Source: www.camerounweb.com

'Franck Biya est un citoyen, tous les militants du RDPC, sont des potentiels candidats'

Petit-à petit, les communicants du RDPC sont en train d'encrer dans l'esprit des Camerounais que la candidature de Franck Biya n'a rien de scandaleux. C'est en tout ce à quoi s'est encore employé Charles Elie Zang Sang, conseiller à la Mairie de Douala, communiquant RDPC lors de son passage sur les plateaux de ABK Radio ce matin.

'Le RDPC est un parti politique qui a ses textes de base. C'est lors d'un congrès qu'on décide de qui est candidat. Franck Biya est un citoyen camerounais. Tous les militants du RDPC, tant qu'ils remplissent les conditions , sont des potentiels candidats', a-t-il déclaré sur les onde de ABK radio ce matin.

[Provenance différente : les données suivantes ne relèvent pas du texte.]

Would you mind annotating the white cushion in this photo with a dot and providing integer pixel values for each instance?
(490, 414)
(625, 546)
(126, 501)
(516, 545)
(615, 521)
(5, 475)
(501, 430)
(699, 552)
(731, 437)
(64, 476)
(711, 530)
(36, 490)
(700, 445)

Et pourtant, une enquête réalisée par la plateforme English Cameroon for a United Cameroon, n'est pas en faveur de Franck Biya ou de Ferdinand Ngoh Ngoh comme candidat du RDPC pour une élection présidentielle transparente en 2025 serait fatale pour le RDPC.

En effet, Ni Ngoh Ngon, ni Franck Biya ne sont dans le top 10 des candidats potentiels choisis par les sympathisants du RDPC qui ont participé à l'enquête.

Les responsable de la plateforme qui a réalisée l'enquête indiquent d'ailleurs dans les commentaire que:

'Si les Camerounais francophones ne peuvent pas se libérer de France-Afrique et défendre la constitution, alors il n'y a aucune base pour un Cameroun uni. S'il peut être démontré que la démocratie constitutionnelle multipartite n'est pas compatible avec le Cameroun francophone, une obligation morale incombe alors à l'ONU de protéger une minorité qui ne peut souscrire à l'arbitraire vu au Tchad et soutenu par la CEMAC dont le Cameroun est un leader majeur. M. Frank Biya et M. Ngoh Ngoh ne sondent pas bien, par rapport aux autres militants du RDPC. L'opposition serait donc heureuse d'avoir l'un ou l'autre comme porte-drapeau du RDPC, qui serait largement battu lors d'élections nationales transparentes'.

'Si nous restons dans les limites de la constitution, c'est au RDPC de choisir son chef de parti et il est libre de choisir M. Frank Biya. Il est de notre devoir de déployer massivement des observateurs de scrutin en cas d'élections et de protester sans relâche contre toute élection de type France-Afrique, c'est-à-dire élection frauduleuse avec des résultats adaptés au souhait de la France et de Biya. On raconte souvent que M. Ngoh Ngoh se considère comme le 'successeur' légitime. Il en va de même pour lui. Le RDPC est libre de le désigner comme président du parti mais les sondages suggèrent que l'opposition sera heureuse de l'avoir comme un adversaire faible', ajoutent-ils.